Upon hearing the news, the CEO played by Jeremy Irons replied, “ I’m here for one reason and one reason alone. I’m here to guess what the music might do a week, a month, a year from now. That’s it. Nothing more. And standing here tonight, I’m afraid that I don’t hear – a – thing. Just . . . silence.”
This scene came to mind as I recently read the book Detroit: An American Autopsy. Written by Charlie LeDuff, a Pulitzer Prize winning reporter and native of Detroit, this book reveals the mismanagement, corruption, racial politics and corporate greed that brought down one of America’s richest cities.
Leaning neither Left nor Right, LeDuff gives us the facts of what happens when the music stops for a city. Businesses close, residents flee the city, tax revenue drops, basic services stop, crime skyrockets, the city burns at night and bodies pile up unclaimed in the morgue. All the while, corrupt politicians steal what little tax revenue remains.

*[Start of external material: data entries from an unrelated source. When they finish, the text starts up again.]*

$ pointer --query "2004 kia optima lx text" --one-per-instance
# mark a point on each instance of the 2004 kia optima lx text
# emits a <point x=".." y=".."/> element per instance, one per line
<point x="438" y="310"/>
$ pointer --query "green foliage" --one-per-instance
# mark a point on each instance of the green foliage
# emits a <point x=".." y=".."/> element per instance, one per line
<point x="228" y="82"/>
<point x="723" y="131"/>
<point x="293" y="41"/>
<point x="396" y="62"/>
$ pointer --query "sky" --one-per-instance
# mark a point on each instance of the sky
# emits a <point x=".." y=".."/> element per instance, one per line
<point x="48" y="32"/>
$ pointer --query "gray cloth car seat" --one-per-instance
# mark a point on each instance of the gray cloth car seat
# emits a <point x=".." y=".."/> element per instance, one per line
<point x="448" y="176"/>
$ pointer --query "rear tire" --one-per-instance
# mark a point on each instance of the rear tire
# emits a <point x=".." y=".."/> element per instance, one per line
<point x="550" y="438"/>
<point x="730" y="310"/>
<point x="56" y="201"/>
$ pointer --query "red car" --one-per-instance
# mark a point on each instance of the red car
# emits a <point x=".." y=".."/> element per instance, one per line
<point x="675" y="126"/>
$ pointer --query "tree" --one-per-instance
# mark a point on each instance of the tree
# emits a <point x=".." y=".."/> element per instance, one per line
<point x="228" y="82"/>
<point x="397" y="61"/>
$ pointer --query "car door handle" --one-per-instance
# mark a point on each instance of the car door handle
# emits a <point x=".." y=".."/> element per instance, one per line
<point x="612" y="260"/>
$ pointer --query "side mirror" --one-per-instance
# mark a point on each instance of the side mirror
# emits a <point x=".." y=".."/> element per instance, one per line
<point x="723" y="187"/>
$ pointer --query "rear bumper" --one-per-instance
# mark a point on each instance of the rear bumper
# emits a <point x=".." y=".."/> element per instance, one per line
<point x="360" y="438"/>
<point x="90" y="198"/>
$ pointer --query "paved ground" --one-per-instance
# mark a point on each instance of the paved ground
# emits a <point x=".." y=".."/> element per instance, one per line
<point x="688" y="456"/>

Predicting when the music will stop before it happens always beats reporting about the chaos after it happens. Unfortunately, politicians are terrible at predicting when the music will stop. The financial collapse of 2008 proves that.
During a recent sub-committee hearing, I witnessed an exchange between our Treasurer and the head of the investment commission that invests the funds for the state retirement system. The catalyst for the exchange was a question about the high fees being paid by the funds as compared to the low earned investment returns. The question was legitimate. Unfortunately, the exchange devolved into a shouting match between the two and the question remained unanswered. As I watched the vitriol, I could hear the music slowing.
Another example of political adagio was when I heard the idea to use a magical money tree to fund much-needed infrastructure repair. No one should assume that the Legislature could be disciplined enough to commit for a decade an unknown amount of revenue that may or may not actual materialize. The idea was a deflection, not a solution.
Watching Margin Call and reading Detroit: An American Autopsy reminds me that South Carolina Legislators and our Governor would be wise to solve these major unfunded liability issues – our $29 billion underfunded road system and our underperforming and $18 billion underfunded state retirement system – before our music stops.